No mesmo dia que cancelou a súmula 418 o STJ editou a súmula 579: “não é necessário ratificar o recurso especial interposto na pendência do julgamento dos embargos de declaração quando inalterado o julgamento anterior”.

Observando a redação desta súmula é possível afirmar sua desnecessidade, frente a aos art. 1024, paragrafos 4º e 5º do NCPC:

Art. 1.024.

(...)

§ 4o Caso o acolhimento dos embargos de declaração implique modificação da decisão embargada, o embargado que já tiver interposto outro recurso contra a decisão originária tem o direito de complementar ou alterar suas razões, nos exatos limites da modificação, no prazo de 15 (quinze) dias, contado da intimação da decisão dos embargos de declaração.

§ 5o Se os embargos de declaração forem rejeitados ou não alterarem a conclusão do julgamento anterior, o recurso interposto pela outra parte antes da publicação do julgamento dos embargos de declaração será processado e julgado independentemente de ratificação.

Com a redação dos disposítivos supra citados é clara superposição normativa entre lei processual e a referida súmula, levando apenas tumulto jurídico.

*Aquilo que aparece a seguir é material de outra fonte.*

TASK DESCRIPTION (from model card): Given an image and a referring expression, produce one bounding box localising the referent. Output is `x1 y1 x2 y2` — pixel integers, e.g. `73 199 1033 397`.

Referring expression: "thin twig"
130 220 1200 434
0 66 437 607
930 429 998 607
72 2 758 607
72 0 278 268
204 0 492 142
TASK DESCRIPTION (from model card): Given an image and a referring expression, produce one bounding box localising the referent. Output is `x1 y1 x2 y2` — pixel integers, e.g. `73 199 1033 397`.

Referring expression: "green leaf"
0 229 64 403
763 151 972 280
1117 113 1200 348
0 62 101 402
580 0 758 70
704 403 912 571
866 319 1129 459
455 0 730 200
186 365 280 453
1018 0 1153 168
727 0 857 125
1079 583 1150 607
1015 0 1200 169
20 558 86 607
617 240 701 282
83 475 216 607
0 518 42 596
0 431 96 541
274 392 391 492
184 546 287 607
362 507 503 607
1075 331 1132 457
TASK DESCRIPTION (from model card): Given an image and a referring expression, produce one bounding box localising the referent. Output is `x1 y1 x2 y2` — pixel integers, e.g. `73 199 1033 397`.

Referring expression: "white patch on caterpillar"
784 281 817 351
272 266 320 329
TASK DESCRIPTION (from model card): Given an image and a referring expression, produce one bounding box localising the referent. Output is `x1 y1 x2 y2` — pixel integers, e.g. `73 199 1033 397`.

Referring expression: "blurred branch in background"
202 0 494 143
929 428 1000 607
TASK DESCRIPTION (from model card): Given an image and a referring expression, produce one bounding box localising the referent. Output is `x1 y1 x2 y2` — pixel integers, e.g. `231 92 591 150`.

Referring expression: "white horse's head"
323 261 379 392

Soma-se a isto a possibilidade de que não vemos presentes os pressupostos para edição desta súmula, a reiteração de precedentes do tribunal, ou seja, não há uma jurisprudência que lastreie o enunciado.

Ocorre também que a interpretação a stricto sensu do enunciado pode levar no sentido de que se os embargos de declaração forem julgados e resultarem em efeitos modificativos da sentença, deverá a parte contrária complementar seu recurso especial já interposto, sob pena de inadmissibilidade. Não seria algo difícil de ocorrer, considerando o histórico dos tribunais em sempre que possível aplicarem jurisprudência defensiva, sob qualquer pretexto possível.

A súmula 579 do STJ, pode até ter sido criada com as melhores das boas intenções, no entanto, na prática pode resultar em consequências ainda mais nefastas que sua antecessora.


3. Considerações Finais

Consideramos acertada, mesmo que atrasada, a ação do Superior Tribunal de Justiça em cancelar a nefasta súmula 418, que determinava um ônus sem lastro jurídico ao recorrente, quando obrigava a ratificar recurso já interposto, além de que a sua manutenção gerava incoerência legal e principiológica com o Novo Código de Processo Civil.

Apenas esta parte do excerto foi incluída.